アルベルトの言ったとおり、いまは下手に隠し立てしないほうが賢明だと俺のちっぽけな人生経験が訴えている。慎重に言葉を選び、警戒を怠らず答えた。
「嘘じゃない。おまえらがなにを言ってるのか、俺にはさっぱりだ」
「……そう。知らないんだね。それとも分からないのかな」
真意の掴みづらい言い回しだった。なんだかリズと出会ってから俺はペースを乱されっぱなしだ。

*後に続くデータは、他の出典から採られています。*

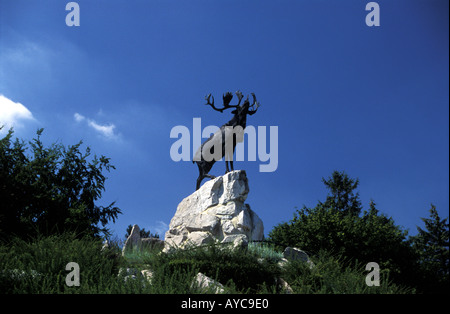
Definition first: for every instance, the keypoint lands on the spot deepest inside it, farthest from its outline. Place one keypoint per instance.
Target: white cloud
(106, 130)
(78, 117)
(13, 114)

「じゃあ二つ目。夕貴くんはリチャード・アディソンのことを知ってるかな?」
「それは知ってる。実業家だろ?」
「そうだよ。リチャードさんに会ったことは?」
「会うどころか顔も見たことねえよ」
「本当に?」
「疑うなよ。サブマシンガンの銃口をいくつ向けられてると思ってるんだ。こんな状況で腹芸なんてできるわけないだろうが」
皮肉と、かすかな敵意を交えて反駁する。気圧されたら負けだ。飽くまで対等に接しなければ、わずかでも隙を見せれば、そこから一気に食いつかれるだろう。
「……どう思う、アルベルト」
「嘘は言っていないでしょうな。不用意に虚言を口にするほど頭が悪い男には見えません」
「そっか。これはまだ繋がってないってことで結論してもいいかな」
俺の理解の及ばないところで、なにか重要な話が交わされている。意図的に主語の抜かれた会話からは、大した情報も拾えない。俺は意を決して、こちらから質問を投げかけることにした。
「……いいか。ちょっと聞かせてくれ」
「うん? なにかな」
後ろ手を組み、機嫌よさそうに目元を和らげてリズが応える。アルベルトは口を閉ざしたまま、鋭い目で俺を見据えていた。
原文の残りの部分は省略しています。